More reviews of recent releases
These films have been covered more extensively in previous editions of Film Forum.
Les Choristes (The Chorus):Annabelle Robertson (Crosswalk) writes, "We all long for that perfect combination of direction and acceptance from those in authority, which some call 'mentoring.' I believe it's a hunger for God which He gives us, so that we will seek out not only Him, but others who mirror these godly qualities. And so, it is no surprise that another film which deals with teachers and students, and the powerful relationship that they can have, has once again become a favorite. Even those who abhor subtitles will appreciate this film, which can open up interesting avenues of discussion about the role of the arts in education, our local communities and even our hearts."
Are We There Yet?:Michael Elliott (Movie Parables) says, "Are We There Yet? is a movie that asks the wrong titular question. After sitting through this film the question that comes to mind is 'Why did we go at all?' It is based upon an old, tired concept that has been seen many times before."

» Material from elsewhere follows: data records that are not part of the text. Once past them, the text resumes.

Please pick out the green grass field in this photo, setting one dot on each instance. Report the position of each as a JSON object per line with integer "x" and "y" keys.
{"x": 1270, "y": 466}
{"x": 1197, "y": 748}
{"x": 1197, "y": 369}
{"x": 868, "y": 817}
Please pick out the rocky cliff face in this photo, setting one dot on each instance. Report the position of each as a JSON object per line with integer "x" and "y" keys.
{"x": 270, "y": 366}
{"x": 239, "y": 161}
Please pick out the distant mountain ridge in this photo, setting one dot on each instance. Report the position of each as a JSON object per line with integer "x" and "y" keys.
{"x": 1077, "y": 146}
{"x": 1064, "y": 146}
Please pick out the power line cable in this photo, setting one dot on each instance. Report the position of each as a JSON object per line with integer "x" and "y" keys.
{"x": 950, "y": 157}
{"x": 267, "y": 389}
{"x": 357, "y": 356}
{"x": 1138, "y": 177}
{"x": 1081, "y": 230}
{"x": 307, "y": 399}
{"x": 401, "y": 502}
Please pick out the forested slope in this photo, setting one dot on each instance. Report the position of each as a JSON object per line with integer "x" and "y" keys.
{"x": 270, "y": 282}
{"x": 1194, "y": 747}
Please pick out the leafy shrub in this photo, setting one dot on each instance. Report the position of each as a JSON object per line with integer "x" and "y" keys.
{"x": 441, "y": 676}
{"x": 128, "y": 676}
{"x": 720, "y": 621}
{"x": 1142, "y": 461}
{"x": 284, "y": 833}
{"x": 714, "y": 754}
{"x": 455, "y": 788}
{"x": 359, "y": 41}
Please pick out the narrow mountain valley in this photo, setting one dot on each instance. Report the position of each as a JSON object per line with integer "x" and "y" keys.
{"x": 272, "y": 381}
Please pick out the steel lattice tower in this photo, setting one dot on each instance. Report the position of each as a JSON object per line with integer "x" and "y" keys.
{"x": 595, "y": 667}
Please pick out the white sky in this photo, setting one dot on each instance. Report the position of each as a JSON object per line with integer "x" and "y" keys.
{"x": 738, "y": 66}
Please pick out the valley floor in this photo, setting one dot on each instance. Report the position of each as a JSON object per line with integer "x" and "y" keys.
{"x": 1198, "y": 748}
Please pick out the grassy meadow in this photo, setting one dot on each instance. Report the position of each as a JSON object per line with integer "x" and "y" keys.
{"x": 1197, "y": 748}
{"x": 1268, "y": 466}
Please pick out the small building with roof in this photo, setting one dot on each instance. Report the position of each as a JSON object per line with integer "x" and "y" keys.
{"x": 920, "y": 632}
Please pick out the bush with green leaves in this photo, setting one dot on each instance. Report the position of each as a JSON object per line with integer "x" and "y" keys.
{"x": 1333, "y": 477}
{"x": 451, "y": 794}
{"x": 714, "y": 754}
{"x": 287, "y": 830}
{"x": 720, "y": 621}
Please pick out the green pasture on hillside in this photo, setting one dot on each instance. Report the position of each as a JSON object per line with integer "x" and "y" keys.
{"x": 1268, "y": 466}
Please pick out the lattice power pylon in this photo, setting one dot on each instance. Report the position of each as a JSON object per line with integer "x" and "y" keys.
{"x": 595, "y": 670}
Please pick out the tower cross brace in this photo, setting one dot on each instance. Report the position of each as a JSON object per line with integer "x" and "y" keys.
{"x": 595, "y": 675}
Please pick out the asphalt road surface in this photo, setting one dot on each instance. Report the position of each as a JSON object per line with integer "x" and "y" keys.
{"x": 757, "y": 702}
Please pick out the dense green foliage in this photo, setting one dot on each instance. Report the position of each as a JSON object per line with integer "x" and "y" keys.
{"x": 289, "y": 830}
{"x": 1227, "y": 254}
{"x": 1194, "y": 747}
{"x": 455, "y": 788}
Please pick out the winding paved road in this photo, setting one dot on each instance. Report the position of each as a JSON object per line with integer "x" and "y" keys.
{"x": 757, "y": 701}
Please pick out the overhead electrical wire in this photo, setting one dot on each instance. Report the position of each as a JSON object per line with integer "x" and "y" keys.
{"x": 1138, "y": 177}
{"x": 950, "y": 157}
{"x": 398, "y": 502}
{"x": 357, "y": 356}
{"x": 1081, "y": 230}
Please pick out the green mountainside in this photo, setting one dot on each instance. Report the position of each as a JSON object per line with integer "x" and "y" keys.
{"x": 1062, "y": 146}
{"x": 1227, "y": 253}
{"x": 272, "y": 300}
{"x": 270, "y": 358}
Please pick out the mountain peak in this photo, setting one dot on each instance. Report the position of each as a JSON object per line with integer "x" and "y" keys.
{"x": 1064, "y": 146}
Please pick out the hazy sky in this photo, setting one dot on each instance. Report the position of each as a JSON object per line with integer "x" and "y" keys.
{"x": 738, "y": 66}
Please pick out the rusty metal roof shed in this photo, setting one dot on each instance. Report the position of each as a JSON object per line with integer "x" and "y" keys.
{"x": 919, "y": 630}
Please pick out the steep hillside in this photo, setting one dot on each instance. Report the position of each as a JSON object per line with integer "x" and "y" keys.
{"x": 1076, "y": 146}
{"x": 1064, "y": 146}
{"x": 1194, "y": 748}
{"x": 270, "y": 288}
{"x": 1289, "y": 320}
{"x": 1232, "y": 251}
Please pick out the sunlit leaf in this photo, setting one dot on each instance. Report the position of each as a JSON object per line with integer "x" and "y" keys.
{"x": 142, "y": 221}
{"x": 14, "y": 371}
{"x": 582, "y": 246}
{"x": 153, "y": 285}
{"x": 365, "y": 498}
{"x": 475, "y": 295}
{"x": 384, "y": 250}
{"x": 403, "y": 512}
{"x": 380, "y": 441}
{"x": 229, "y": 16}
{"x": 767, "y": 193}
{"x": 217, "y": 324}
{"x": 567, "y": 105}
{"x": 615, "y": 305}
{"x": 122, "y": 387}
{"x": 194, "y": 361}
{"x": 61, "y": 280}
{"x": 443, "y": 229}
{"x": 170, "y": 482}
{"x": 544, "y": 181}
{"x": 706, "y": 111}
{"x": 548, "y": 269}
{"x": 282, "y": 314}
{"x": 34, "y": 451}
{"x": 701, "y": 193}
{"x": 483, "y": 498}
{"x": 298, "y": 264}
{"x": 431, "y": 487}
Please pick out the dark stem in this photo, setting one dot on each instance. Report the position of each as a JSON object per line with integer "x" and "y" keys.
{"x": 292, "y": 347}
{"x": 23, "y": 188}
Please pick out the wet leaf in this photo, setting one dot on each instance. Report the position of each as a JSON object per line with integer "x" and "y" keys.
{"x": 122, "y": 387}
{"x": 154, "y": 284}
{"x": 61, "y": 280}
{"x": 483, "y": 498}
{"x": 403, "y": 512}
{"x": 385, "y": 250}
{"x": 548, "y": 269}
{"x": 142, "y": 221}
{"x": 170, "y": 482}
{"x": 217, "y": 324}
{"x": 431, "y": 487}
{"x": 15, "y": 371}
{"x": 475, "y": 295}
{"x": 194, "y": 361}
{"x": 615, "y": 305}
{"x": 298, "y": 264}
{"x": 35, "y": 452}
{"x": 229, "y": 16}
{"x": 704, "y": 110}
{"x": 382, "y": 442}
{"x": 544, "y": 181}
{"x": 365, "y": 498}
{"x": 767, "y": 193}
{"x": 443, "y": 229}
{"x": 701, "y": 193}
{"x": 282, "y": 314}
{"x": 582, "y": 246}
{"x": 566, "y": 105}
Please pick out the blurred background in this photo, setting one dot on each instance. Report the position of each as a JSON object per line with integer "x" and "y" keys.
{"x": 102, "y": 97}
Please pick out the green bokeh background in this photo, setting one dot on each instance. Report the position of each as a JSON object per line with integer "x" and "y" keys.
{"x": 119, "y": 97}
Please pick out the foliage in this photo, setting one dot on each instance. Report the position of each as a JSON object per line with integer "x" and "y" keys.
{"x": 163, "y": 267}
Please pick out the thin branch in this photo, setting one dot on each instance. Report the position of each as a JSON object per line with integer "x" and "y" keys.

Coach Carter:Steven D. Greydanus (Decent Films) compares it to Million Dollar Baby (and gives away the ending to that film, so beware!). He says, "Coach Carter is definitely rougher around the edges, but it just might inspire some young viewers to think about improving their lives."
Million Dollar Baby:Josh Hurst (Reveal) addresses the controversy over the film, saying, "Some of the characters make some particularly bad choices. While many religious critics are accusing Eastwood of advocating a certain unethical action, the film is not endorsing any kind of misbehavior. For discerning moviegoers, Clint Eastwood has created a film that should be seen, discussed, and then seen again, one that takes some of the darkest questions of the human soul and writes them in blood—a sort of modern-day Psalm for the broken-hearted skeptic."
Steven D. Greydanus (Decent Films—Beware! Plot spoilers!) references other controversial films and compares Million Dollar Baby to them. He concludes, "In spite of its offensive finale Million Dollar Baby is an engaging film that even well-formed Catholics, despite their reservations, might care about in a way that they probably wouldn't care about, e.g., Kinsey or The Cider House Rules."